The City of Dallas is going even greener with its latest project, the Urban Forest Master Plan.
RACHEL O'NEIL: The city of Dallas has a reputation as a concrete jungle. But a newly approved project has the city going greener by planting and restoring trees here in North Texas. Rachel O'Neil takes a look at the plan.
ERIC JOHNSON: Today, I'm pleased to say that we've taken yet another major step in the right direction.
RACHEL O'NEIL: That step-- Dallas' first ever urban forest master plan. Mayor Johnson says, the decision was unanimously voted by city council to fast track restoration efforts. Within 10 years, this city is hoping to plant about 350,000 trees, enough to replace the ones destroyed by the 2019 tornado and then some.
JANETTE MONEAR: That changes that ecosystem within those neighborhoods.

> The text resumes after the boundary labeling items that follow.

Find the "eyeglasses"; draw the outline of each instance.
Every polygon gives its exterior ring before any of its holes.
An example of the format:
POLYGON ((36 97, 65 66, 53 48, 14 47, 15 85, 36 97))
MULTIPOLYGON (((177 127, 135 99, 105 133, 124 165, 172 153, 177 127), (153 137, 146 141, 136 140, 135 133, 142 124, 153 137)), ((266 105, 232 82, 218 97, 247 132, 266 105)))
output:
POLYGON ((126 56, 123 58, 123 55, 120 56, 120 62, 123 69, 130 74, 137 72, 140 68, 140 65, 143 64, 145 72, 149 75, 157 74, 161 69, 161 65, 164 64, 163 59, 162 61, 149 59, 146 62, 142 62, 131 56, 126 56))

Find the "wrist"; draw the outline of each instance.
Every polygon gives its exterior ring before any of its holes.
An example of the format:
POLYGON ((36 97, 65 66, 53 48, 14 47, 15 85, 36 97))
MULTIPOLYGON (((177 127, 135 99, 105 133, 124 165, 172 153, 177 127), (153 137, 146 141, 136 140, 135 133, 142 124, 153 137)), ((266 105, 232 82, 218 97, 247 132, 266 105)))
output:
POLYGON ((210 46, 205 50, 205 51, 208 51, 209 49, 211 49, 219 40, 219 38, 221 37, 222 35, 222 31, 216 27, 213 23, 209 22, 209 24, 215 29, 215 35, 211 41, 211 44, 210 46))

And not only does it change the ecosystem, but trees enhance property values. So it takes away from the city's tax base when you lose a lot of trees.
RACHEL O'NEIL: I'm told the additional trees will help reduce the effects of climate change by lessening greenhouse gases which will help residents handle the heat in the future.
OMAR NARVAEZ: By 2050, it is estimated that Dallas could have 30 to 60 more days with temperatures over 100 degrees. Trees are the answer for a number of our problems.
RACHEL O'NEIL: Ultimately, city leaders say the objectives of the urban forest master plan is to make Dallas greener, cleaner, cooler, and healthier.
ERIC JOHNSON: We still have a tremendous amount of work to do. But you all have my gratitude today for helping make our city a better place.
RACHEL O'NEIL: In Dallas, Rachel O'Neil, CBS 11 News.